Musashi, assis à côté du blond, attendit jusqu'à ce que le reste de l'équipe se soit assoupie ou fut distraite, avant de parler à voix basse. "Yo. Hiruma ..." Il attendit que son meilleur ami se tourne vers lui. "Tu ne veux que ça ? Tu crois que ça va te suffire ?"

"Remporter le Christmas Bowl ? Pour le moment, c'est le lycée. Après ça ..." Il haussa les épaules, le sourire en coin. "Il y a le Rice Bowl pour les universités, et le monde des pros. Bien sûr que je compte les dominer aussi."

"Je voulais parler de ton père."

Le sourire disparut, son regard se fit rêveur d'une façon qu'il l'était rarement quand il n'était pas concentré sur des tactiques de foot. "On verra. Peut-être. Peut-être pas. Cette merde c'était pas pour lui, c'était pour moi. Si je décide d'accepter ses mots un jour, ce sera aussi pour moi. Si je décide qu'il ne vaut pas le coup... alors il peut la boucler et crever." Les yeux se fermèrent. En quelques secondes, la respiration d'Hiruma s'était stabilisée tandis qu'il plongeait dans le sommeil, l'épuisement ayant finalement eu raison de leur terrifiant capitaine.

Mamori et Musashi échangèrent un regard. Mamori posa les yeux sur la forme endormie d'Hiruma. "Tu penses vraiment que ça ira ? Entre Hiruma-kun et Hiruma-san ?"

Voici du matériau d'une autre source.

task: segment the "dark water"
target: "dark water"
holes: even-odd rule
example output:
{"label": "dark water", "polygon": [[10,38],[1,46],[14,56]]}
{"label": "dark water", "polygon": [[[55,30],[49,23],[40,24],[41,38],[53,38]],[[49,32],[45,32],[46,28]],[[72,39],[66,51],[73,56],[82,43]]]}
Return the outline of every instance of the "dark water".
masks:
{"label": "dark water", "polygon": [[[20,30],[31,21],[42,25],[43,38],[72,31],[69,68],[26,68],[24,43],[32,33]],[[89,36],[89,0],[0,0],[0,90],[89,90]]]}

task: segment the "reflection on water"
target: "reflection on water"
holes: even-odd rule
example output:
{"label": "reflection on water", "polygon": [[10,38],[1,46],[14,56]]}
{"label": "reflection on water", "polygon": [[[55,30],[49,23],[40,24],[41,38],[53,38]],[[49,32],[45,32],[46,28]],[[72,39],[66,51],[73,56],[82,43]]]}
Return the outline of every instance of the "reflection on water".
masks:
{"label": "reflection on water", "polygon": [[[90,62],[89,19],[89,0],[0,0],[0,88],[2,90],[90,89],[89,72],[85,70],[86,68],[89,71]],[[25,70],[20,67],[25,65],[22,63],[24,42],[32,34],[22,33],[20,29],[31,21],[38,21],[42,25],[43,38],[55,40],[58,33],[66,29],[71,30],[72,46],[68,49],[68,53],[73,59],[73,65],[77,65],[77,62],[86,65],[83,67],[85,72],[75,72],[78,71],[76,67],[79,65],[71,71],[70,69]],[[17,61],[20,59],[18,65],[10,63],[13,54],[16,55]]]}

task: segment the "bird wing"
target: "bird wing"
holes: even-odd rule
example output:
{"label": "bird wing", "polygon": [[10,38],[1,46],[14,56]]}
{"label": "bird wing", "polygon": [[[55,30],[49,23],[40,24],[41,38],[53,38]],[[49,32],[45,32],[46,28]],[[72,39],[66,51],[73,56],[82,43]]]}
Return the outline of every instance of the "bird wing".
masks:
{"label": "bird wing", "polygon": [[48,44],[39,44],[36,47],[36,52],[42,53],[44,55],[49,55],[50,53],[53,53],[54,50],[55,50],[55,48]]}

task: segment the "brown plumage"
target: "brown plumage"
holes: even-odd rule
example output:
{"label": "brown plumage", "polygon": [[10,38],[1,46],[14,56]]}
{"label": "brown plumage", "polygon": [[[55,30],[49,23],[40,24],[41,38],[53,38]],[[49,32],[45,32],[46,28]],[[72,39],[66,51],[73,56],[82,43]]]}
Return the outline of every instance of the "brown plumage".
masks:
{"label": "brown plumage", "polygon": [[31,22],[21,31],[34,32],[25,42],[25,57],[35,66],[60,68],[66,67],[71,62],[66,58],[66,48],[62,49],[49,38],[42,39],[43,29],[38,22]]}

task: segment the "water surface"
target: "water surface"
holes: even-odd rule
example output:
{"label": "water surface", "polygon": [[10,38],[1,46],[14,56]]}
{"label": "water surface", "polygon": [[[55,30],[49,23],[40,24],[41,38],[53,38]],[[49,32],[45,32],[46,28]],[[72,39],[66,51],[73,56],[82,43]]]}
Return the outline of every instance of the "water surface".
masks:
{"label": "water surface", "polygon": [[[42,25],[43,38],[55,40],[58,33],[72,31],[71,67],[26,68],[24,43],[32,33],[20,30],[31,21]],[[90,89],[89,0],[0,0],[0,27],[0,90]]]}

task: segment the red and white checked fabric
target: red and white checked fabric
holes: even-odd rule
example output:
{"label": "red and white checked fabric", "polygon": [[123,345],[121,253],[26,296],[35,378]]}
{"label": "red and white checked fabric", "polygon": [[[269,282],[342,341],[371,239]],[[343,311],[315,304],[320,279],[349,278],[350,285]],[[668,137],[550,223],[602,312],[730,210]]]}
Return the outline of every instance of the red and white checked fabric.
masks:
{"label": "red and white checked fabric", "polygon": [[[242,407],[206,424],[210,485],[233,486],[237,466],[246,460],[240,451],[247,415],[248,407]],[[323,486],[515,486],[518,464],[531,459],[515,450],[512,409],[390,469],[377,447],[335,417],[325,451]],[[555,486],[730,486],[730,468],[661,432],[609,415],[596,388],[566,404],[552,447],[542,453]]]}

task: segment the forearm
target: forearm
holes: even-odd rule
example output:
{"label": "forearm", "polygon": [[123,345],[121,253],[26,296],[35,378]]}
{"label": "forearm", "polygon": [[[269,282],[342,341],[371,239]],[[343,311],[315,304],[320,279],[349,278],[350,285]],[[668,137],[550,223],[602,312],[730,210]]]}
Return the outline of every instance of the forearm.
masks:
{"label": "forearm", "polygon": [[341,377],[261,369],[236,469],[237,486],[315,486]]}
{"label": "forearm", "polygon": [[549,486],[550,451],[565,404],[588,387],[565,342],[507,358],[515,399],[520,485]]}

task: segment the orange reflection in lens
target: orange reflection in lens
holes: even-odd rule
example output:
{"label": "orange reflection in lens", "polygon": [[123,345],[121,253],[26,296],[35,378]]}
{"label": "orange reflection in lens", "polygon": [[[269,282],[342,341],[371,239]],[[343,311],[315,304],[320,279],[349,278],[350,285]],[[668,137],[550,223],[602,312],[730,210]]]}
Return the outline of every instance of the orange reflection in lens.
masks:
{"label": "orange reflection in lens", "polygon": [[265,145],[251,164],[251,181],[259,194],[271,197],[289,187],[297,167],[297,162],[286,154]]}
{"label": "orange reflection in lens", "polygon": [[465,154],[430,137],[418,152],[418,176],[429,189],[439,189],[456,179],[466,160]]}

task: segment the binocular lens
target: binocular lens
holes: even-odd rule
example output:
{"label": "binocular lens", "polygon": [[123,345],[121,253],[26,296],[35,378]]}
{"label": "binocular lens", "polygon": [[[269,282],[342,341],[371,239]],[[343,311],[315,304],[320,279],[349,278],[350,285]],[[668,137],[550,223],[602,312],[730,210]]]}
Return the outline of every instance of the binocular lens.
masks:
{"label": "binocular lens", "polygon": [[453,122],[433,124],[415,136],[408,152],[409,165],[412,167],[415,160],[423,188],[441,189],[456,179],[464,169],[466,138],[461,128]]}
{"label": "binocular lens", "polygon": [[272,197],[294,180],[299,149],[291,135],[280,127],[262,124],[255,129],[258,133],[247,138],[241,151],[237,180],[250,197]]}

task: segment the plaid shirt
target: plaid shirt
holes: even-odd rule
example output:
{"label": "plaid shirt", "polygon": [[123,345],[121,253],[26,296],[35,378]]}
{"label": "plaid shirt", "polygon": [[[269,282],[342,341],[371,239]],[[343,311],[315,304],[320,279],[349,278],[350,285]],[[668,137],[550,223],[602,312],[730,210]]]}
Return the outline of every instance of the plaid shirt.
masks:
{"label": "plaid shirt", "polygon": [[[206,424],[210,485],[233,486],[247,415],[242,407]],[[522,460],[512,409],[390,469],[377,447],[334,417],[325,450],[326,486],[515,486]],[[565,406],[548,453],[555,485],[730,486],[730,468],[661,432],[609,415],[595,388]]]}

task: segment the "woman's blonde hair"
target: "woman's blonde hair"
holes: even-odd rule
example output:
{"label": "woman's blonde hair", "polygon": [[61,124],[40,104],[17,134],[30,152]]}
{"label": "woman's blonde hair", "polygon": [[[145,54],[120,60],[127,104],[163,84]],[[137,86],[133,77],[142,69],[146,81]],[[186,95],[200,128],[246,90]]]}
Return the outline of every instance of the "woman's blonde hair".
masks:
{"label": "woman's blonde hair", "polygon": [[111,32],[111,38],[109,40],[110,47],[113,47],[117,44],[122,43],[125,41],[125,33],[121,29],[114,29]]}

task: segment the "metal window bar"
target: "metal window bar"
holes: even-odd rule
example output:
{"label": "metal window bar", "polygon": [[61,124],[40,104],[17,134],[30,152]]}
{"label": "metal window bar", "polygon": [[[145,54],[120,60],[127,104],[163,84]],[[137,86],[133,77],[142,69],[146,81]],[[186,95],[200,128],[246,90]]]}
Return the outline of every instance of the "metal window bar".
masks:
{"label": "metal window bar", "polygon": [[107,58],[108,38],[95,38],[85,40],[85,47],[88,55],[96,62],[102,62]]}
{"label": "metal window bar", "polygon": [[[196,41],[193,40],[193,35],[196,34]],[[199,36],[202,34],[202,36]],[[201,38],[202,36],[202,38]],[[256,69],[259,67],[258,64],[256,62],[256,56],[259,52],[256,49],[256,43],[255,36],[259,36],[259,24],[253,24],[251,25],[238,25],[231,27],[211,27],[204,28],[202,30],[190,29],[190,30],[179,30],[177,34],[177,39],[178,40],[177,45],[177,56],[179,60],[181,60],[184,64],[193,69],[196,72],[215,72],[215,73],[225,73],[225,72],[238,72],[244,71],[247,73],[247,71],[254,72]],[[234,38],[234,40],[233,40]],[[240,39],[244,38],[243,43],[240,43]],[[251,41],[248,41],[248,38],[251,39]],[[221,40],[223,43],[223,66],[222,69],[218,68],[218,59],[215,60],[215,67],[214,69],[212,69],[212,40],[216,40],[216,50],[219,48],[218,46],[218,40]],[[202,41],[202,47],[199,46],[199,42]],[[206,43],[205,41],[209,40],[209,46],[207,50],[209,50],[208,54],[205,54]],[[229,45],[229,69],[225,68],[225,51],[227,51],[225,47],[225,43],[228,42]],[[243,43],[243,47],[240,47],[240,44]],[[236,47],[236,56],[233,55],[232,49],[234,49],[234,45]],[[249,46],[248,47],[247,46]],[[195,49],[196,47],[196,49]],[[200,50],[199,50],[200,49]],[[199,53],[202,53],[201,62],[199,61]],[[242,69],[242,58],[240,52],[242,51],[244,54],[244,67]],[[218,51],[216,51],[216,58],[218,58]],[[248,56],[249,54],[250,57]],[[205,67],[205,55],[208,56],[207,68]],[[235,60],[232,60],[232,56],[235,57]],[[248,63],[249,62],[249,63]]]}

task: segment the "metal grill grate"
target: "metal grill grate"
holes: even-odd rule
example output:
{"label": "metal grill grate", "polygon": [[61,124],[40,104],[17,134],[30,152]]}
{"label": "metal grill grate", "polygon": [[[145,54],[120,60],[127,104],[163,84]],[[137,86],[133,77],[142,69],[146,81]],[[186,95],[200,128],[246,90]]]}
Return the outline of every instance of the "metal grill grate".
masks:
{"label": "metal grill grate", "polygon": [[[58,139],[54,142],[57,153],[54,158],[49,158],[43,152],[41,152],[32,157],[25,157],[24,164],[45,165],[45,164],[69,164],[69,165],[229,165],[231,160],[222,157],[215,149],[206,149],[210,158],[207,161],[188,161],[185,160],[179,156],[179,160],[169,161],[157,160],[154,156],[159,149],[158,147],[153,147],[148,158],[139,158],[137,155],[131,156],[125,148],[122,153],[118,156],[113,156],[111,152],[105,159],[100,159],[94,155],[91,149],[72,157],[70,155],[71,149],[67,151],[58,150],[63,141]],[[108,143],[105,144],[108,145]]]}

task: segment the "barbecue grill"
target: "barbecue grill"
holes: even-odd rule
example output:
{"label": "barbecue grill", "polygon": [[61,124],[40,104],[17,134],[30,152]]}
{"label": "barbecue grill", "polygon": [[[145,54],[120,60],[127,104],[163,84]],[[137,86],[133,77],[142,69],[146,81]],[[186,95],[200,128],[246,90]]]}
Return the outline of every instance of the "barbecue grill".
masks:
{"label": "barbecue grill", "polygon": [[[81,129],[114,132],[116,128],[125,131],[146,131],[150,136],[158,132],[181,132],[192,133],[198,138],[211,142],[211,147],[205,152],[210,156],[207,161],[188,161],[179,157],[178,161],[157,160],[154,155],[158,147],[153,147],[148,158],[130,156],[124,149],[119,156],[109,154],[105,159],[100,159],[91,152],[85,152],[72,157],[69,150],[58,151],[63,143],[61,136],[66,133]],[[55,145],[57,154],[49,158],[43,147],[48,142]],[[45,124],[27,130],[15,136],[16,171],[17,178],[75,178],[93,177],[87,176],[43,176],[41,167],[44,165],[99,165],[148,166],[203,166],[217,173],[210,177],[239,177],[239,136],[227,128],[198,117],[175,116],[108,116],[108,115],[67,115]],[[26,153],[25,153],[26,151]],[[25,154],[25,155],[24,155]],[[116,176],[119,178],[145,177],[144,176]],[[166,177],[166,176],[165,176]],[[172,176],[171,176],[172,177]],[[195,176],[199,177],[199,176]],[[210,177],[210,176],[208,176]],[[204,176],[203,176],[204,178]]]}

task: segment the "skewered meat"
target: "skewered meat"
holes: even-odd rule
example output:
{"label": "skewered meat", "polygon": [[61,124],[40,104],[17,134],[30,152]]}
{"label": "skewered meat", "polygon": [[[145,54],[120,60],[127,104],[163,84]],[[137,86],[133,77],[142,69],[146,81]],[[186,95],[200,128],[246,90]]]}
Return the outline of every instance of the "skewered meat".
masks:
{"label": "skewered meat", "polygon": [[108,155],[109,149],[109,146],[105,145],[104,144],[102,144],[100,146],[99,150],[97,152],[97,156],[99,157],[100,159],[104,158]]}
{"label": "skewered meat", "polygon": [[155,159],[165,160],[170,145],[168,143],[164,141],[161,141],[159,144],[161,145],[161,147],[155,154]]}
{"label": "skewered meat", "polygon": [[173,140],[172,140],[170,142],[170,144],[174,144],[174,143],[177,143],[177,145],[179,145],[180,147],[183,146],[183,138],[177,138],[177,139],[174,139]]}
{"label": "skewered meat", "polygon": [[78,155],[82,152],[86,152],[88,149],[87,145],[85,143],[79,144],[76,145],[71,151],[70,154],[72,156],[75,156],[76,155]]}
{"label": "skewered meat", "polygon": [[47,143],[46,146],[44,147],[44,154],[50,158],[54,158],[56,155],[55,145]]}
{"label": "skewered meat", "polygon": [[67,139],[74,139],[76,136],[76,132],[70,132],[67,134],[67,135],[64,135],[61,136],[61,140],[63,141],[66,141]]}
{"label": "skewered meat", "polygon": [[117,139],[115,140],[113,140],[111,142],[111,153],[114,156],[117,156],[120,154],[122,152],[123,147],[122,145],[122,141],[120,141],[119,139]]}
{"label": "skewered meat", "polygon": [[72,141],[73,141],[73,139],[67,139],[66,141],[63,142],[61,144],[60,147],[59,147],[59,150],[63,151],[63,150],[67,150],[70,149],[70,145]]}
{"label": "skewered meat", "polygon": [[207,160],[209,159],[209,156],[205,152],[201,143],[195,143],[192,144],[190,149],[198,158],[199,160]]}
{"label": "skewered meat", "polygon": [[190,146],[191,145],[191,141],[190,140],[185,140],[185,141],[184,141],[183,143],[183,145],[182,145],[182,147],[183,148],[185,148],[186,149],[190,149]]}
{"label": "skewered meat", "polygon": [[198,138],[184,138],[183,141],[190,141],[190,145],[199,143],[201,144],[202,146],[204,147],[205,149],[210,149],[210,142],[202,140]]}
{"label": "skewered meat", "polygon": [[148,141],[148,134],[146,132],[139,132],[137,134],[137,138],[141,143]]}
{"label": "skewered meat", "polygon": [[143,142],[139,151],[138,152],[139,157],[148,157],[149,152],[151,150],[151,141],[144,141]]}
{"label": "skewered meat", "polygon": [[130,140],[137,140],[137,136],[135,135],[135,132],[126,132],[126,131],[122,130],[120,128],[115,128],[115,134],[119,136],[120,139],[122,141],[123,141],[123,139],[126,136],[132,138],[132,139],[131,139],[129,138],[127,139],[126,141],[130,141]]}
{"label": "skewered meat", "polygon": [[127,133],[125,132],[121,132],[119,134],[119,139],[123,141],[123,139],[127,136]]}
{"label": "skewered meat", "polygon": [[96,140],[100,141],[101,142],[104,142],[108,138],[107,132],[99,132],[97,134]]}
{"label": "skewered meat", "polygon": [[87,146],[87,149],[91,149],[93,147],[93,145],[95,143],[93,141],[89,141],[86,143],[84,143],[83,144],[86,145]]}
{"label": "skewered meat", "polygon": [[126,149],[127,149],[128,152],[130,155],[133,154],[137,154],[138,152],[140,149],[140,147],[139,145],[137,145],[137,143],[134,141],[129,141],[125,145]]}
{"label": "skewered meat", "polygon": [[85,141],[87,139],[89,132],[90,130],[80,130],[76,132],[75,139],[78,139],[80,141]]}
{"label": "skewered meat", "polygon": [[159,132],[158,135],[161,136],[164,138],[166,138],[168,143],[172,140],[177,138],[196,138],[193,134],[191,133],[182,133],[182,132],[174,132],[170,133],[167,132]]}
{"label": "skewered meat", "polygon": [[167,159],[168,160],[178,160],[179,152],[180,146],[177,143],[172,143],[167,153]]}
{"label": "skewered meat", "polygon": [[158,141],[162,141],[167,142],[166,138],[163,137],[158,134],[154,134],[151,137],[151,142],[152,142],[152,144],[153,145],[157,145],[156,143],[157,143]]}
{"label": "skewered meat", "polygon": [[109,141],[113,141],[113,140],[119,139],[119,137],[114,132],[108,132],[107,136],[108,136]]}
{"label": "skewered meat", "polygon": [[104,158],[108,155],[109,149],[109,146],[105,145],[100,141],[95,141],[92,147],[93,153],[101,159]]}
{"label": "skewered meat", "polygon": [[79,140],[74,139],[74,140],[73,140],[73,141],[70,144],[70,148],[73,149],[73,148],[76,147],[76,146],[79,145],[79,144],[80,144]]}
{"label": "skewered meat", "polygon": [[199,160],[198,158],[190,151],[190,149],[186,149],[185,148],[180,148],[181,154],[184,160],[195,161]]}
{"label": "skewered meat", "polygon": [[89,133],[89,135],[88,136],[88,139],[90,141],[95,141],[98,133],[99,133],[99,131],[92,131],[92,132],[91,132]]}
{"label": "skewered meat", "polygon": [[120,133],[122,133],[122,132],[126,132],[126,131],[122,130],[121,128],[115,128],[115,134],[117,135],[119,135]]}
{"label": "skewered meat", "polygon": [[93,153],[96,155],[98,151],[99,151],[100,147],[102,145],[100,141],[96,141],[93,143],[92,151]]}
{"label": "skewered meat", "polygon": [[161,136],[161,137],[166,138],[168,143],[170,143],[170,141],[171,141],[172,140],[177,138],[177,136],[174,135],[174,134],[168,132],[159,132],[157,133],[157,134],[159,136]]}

Musashi haussa les épaules. "Probablement. Je ne pensais pas qu'il lui parlerait même, encore moins aille jusque-là." Il secoua la tête. "Il a toujours eu une dent contre son père. Rien que de le reconnaître ... c'était inattendu. Mais bien. Même si c'est juste de par sa colère et en lui faisant payer la facture ..." qui allait certainement être très salée, connaissant Youichi Hiruma. "Alors c'est un début. Et puis ... son père a bien dit qu'il était fier de lui. Ça devrait suffire."

Le manager et le butteur de l'équipe considérèrent un moment la forme endormie par la fenêtre avant d'échanger un sourire satisfait. Mamori passa une couverture à Musashi pour leur quarterback et les deux laissèrent en paix le blond avec ses rêves.


Note de l'auteur : Je ne sais pas pourquoi, mais je voulais vraiment écrire quelque chose sur la relation père-fils entre eux deux, et ça s'est genre écrit tout seul. J'espère que vous avez aimé.